Who’s in More Trouble: Israel or Iran?
An astute friend recently observed that today’s crisis in the Middle East boils down to one question about two dates: Which historic moment is likelier to be reversed: 1948 or 1979?
The dates are references to the creation of the state of Israel and, 31 years later, the Iranian revolution. The implication of the question is that it’s one or the other: The Jewish state and the Islamic republic cannot permanently coexist, at least so long as the latter seeks to destroy the former. Recent days have brought two potential vehicles for their downfall into focus.
There was, first, the announcement from Karim Khan, the International Criminal Court’s prosecutor, that he would apply for arrest warrants against Prime Minister Benjamin Netanyahu and Defense Minister Yoav Gallant of Israel.
The decision is unlikely to ever lead to any arrests, much less to criminal convictions: The Biden administration has already denounced the decision, and even countries less friendly to Israel are unlikely to arrest the leader of a nation with nuclear weapons and a powerful intelligence agency.
But the announcement forms part of the same broad strategy that Israel’s adversaries believe will ultimately be the downfall of the state: international delegitimization and isolation, leading to gradual internal collapse or external conquest.
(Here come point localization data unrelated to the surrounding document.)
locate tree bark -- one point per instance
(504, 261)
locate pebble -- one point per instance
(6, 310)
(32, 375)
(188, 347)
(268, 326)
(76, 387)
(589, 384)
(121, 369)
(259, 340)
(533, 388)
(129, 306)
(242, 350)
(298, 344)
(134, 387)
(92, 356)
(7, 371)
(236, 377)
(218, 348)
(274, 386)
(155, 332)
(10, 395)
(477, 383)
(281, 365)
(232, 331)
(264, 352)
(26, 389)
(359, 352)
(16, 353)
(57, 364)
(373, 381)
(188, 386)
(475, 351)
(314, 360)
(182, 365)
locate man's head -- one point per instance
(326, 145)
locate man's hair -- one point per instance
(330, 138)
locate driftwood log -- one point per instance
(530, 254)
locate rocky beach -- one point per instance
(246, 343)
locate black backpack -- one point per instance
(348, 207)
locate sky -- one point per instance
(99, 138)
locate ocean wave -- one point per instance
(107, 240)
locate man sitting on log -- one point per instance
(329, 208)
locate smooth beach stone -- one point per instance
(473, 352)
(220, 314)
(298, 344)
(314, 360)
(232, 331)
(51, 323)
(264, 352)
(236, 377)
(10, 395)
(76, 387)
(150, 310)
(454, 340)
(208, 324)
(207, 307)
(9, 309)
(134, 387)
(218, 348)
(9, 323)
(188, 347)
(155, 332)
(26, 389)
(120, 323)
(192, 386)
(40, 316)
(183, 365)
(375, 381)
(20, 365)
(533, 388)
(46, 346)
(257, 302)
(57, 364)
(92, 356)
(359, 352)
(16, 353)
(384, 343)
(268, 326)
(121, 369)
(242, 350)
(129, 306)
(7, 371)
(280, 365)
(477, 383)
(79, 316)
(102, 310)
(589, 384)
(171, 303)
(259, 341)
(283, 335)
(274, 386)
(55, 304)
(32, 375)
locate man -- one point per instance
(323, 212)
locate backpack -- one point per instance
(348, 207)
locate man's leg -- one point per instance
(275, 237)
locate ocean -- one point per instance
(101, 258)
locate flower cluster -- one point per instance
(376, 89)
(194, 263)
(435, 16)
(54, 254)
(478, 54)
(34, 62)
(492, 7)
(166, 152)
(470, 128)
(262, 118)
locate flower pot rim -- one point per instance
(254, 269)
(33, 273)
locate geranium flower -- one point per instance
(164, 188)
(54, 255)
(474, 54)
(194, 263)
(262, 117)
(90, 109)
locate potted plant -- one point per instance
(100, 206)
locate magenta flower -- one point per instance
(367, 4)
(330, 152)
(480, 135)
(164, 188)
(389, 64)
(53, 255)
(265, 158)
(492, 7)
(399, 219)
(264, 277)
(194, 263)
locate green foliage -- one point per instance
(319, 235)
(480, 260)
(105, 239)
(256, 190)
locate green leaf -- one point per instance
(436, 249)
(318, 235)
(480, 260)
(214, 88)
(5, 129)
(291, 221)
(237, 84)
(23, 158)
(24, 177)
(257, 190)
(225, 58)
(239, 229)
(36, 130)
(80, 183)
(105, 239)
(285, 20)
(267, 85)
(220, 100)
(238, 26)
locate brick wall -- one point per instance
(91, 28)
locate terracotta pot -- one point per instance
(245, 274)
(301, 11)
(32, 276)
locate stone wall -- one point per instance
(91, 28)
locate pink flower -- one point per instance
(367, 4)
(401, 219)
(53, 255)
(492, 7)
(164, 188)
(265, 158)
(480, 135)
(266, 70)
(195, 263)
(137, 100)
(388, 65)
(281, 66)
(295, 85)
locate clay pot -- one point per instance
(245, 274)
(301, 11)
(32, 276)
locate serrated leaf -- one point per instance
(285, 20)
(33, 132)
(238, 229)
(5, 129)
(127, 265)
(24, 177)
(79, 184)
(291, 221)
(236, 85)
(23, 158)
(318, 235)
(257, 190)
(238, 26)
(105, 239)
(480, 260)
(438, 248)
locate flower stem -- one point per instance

Even Khan’s decision to seek the arrest of three Hamas leaders along with Netanyahu and Gallant is of a piece with the overall strategy, as it places Israel’s leaders on a moral par with a trio of terrorists.
Then there was the death on Sunday of Iran’s president, Ebrahim Raisi, along with the foreign minister, Hossein Amir Abdollahian, and six other people apparently by accident — “apparently” because the possibility that the helicopter they were in was brought down by foreign or domestic saboteurs can’t be fully ruled out.